Wake

A wake is created when a body disturbs the velocity, pressure, and vorticity field of a fluid. Behind bluff bodies, the wake may contain separated shear layers and alternating vortices. Behind streamlined bodies, the wake may be narrower but still contains momentum deficit and turbulence generated by boundary-layer losses.

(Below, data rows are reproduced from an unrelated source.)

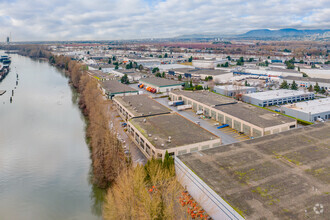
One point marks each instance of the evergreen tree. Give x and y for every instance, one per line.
x=158, y=74
x=124, y=79
x=310, y=88
x=154, y=70
x=294, y=86
x=317, y=88
x=284, y=85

The wake is not just a visual trail. It represents lost momentum and energy in the flow, which is why wake structure is tied to aerodynamic drag. Its size and behavior depend on body shape, angle of attack, Reynolds number, Mach number, surface roughness, turbulence level, boundary conditions, and nearby surfaces.

Engineering use

Wake analysis matters for aircraft formation spacing, vehicle drag reduction, wind-turbine arrays, propeller and fan inflow, heat-exchanger tube banks, bridges, masts, ships, submarines, and sports equipment. A wake from an upstream body can reduce performance or increase fatigue loading on downstream bodies.

Wakes are measured with pressure probes, hot-wire anemometry, particle image velocimetry, force balances, flow visualization, and wind-tunnel or water-channel testing. Computational models must resolve or model separation and turbulence consistently with the intended decision.

Common mistakes

A common mistake is treating wake effects as purely downstream and harmless to the source body. The wake is a consequence of forces on the body and can indicate drag, unsteady loading, and separation. Another is comparing wake data without matching Reynolds number, blockage, turbulence intensity, model support effects, and measurement plane. A strong wake review states body geometry, flow speed, Reynolds number, Mach number where relevant, upstream turbulence, measurement method, downstream location, and whether the wake is steady, unsteady, laminar, transitional, or turbulent.